Looking at these selections reinforces my determination to simply go with the screen. This collection of businesses provides a nice cross-section of market opportunities:
- Apple needs no particular commentary. We all know what that company is about and it seems uncontroversial to suggest its stock ought to participate nicely in a market recovery, when that takes place.
- Dolby is another one we've all heard of although unlike Apple, we may need a clue to jolt our memories. Think of the last time you were in a decent movie theater. Think of the brand associated with the sound system. That should ring a bell. Beyond theaters, the company is well represented in the home electronics market. All in all, this is another firm that should feel the general economic pain, but ought to fare well once things improve, and where we can feel fine relying on its overall fundamental track record.

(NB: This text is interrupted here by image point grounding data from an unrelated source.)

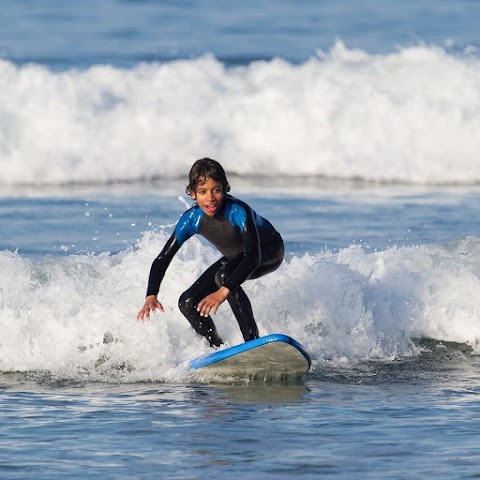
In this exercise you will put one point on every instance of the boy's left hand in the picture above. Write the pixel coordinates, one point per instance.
(209, 305)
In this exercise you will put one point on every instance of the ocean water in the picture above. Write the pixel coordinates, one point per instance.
(352, 126)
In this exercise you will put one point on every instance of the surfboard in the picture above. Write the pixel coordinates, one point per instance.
(273, 356)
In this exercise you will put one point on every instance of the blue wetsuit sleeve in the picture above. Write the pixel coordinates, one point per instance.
(183, 231)
(251, 257)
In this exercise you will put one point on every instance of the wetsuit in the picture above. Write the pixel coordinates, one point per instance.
(251, 247)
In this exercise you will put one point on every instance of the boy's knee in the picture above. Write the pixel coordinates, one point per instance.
(186, 302)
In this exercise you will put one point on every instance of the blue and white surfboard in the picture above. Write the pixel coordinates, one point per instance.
(275, 355)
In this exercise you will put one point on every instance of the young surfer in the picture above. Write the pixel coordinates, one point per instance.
(250, 245)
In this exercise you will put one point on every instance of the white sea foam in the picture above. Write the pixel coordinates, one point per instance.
(408, 116)
(343, 307)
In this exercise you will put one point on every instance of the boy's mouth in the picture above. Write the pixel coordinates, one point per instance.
(211, 207)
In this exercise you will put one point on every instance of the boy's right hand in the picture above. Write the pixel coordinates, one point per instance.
(151, 305)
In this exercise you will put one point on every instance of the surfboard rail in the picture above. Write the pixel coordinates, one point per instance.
(272, 354)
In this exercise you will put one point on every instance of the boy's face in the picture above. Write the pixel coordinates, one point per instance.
(209, 196)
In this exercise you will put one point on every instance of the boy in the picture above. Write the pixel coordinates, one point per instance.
(250, 245)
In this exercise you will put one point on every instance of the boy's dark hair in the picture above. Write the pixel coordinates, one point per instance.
(203, 169)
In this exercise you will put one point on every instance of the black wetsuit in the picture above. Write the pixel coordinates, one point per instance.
(251, 247)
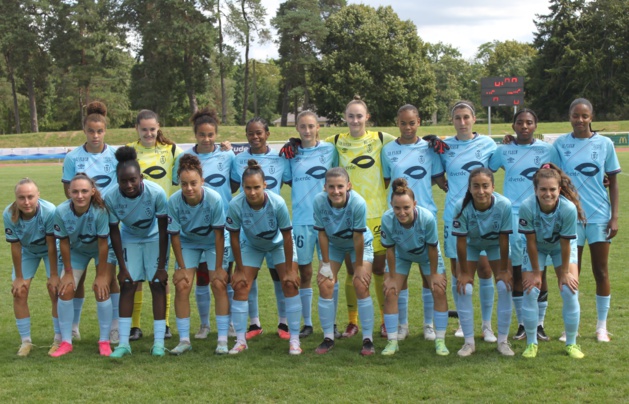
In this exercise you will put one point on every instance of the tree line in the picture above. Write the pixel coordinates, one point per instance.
(173, 56)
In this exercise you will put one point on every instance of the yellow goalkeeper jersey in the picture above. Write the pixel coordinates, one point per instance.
(157, 163)
(361, 158)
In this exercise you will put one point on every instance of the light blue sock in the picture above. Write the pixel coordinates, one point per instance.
(159, 329)
(602, 307)
(504, 309)
(335, 297)
(486, 298)
(326, 317)
(105, 312)
(441, 320)
(230, 293)
(543, 305)
(466, 311)
(402, 307)
(391, 322)
(24, 327)
(222, 324)
(253, 301)
(202, 295)
(125, 330)
(239, 315)
(280, 300)
(293, 315)
(78, 308)
(455, 294)
(429, 305)
(365, 314)
(517, 305)
(183, 327)
(530, 314)
(571, 314)
(115, 306)
(55, 326)
(306, 305)
(65, 311)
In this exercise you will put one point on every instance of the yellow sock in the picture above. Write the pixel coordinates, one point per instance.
(137, 309)
(352, 300)
(379, 283)
(168, 309)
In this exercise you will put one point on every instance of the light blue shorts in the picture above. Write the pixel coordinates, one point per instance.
(194, 256)
(475, 252)
(306, 238)
(544, 256)
(592, 232)
(30, 263)
(403, 267)
(252, 257)
(338, 255)
(141, 260)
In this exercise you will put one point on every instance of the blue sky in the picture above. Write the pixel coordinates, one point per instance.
(463, 24)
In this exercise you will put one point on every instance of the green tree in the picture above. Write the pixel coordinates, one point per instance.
(246, 20)
(301, 30)
(551, 86)
(88, 47)
(174, 55)
(371, 52)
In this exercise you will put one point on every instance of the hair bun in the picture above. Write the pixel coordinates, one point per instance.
(96, 107)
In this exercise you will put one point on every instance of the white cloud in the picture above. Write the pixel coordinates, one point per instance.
(463, 24)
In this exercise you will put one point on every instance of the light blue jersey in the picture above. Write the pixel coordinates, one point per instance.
(520, 163)
(410, 244)
(82, 231)
(463, 157)
(216, 171)
(307, 172)
(483, 229)
(586, 161)
(196, 224)
(340, 224)
(138, 215)
(418, 164)
(31, 233)
(101, 167)
(549, 227)
(262, 228)
(275, 168)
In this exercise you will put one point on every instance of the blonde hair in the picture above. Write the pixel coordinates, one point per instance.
(15, 211)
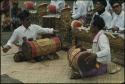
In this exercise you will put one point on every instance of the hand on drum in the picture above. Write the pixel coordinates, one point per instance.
(90, 58)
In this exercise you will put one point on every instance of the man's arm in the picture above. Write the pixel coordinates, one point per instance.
(10, 42)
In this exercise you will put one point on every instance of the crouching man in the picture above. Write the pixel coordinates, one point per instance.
(91, 62)
(25, 31)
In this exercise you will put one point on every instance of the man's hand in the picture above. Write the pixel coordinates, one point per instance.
(6, 49)
(55, 31)
(90, 58)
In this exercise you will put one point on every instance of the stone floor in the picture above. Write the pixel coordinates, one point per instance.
(49, 71)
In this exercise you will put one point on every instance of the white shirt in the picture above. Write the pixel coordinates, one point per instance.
(107, 18)
(118, 21)
(31, 32)
(102, 48)
(108, 7)
(79, 9)
(60, 4)
(89, 5)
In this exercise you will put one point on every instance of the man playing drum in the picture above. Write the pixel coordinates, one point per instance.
(26, 31)
(92, 62)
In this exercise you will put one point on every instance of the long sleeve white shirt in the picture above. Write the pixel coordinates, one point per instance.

- Assuming equal weighting, as is usually the case with these screens, VAALCO and Royal Gold give the list a 20 percent exposure to a potential rally in resources, which is reasonable to expect assuming any market turnaround would reflect expectations of improved economic trends down the road.
- Aeropostale and PetMed Express provide 20 percent exposure to basic consumer discretionary spending. That's under pressure now but as with resources, it's hard to imagine a market turnaround not being accompanied by better forward expectations for this area. Neither firm strikes me as having a super-spectacular must-have business, but garden-variety fundamental execution on the part of companies can lead to much success with screen-based investing, so I'm happy to let the numbers speak for themselves with these firms.
- Stryker gives the list some nice exposure to health care, given the company's prowess in orthopedic implants, surgical equipment and pain management products. These aren't low-end commodity-type products, but they aren't so exotic as to make them more vulnerable than others in this sector when those who sign checks count the dollars more closely.
- As to Cognizant, we've probably all reached the saturation point in terms of how much more we want to hear about IT outsourcing. Whatever we think about it, the activity is here in a big way and it's not likely to diminish any time soon. Cognizant is a fundamentally strong player in this arena.
- Finally, we have Sun Hydraulics, which deals with fluid power, and II-VI (pronounced two-six; if you know chemistry and the periodic table of elements, this should make more sense to you), which deals with laser optics. These are straight plays on manufacturing, with II-VI being the higher-tech entry. Without use of screen-based stocks selection, there may be little reason to expect either of these firms to come to mind. But companies like these, firms that aren't household names but which measure up under the screening rules, are the sort which have produced so well for so long for many who invest in based on such criteria. In last year's equity liquidation, they certainly felt their fair share of pain. But assuming we normalize again, it seems reasonable to assume they'll perform in line with what we hope for from a screen like this.
Bottom line: This list looks like a nice expression of the overall theme of this screen: bargain hunting among habitually well-performing companies.